The current momentum
As of early 2026, the momentum is a muddy mess. Russia has the tactical initiative in the Donbas, slowly pushing toward strategic hubs. Ukraine has the strategic initiative in the Black Sea and is proving it can strike deep into the Russian heartland.
It's a stalemate, but it’s a "violent stalemate." It’s not static. It’s a constant evolution of tactics.
Actionable insights for following the conflict
To truly understand what's happening without the fluff of cable news, you need to look at specific indicators rather than just "land won."

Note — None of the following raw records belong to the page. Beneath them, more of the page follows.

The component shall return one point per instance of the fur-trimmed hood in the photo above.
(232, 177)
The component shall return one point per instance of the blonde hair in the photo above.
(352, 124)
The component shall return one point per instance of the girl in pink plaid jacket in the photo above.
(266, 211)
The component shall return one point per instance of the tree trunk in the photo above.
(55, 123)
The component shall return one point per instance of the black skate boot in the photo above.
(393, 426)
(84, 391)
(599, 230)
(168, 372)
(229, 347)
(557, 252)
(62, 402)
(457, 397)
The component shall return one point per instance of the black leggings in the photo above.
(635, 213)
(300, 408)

- Watch the refinery strikes: Ukraine's ability to hit Russian oil infrastructure is their best lever for economic leverage. If Russian domestic gas prices spike, Putin feels the heat.

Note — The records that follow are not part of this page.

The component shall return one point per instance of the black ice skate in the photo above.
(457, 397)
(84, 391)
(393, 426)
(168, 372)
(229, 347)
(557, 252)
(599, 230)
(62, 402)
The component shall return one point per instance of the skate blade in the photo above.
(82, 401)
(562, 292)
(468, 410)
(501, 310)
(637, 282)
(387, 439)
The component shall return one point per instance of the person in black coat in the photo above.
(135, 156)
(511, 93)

- Track the artillery ratios: Keep an eye on reports from the Institute for the Study of War (ISW). When the ratio gets closer to 1:1, Ukraine usually makes gains. When it slips to 1:5, they lose ground.
- Follow the "deep strikes": The use of ATACMS and Storm Shadow missiles against Russian logistics hubs (bridges, rail lines) tells you more about the future of the front line than a daily map update.
- Monitor the mobilization: Watch the political discourse in both Moscow and Kyiv regarding new drafts. Both sides are terrified of the social unrest that comes with forced mobilization, but both sides desperately need more boots on the ground.
The reality of who is winning the war in Ukraine is that we are likely in the middle of a multi-year "Long War." Victory won't look like a parade. It will look like a side finally being unable to replace its losses—whether those losses are tanks, shells, or people.
Until that breaking point is reached, the "winner" is simply the side that refuses to quit. Right now, both sides are still standing, but both are bleeding heavily. Watch the endurance, not just the explosions.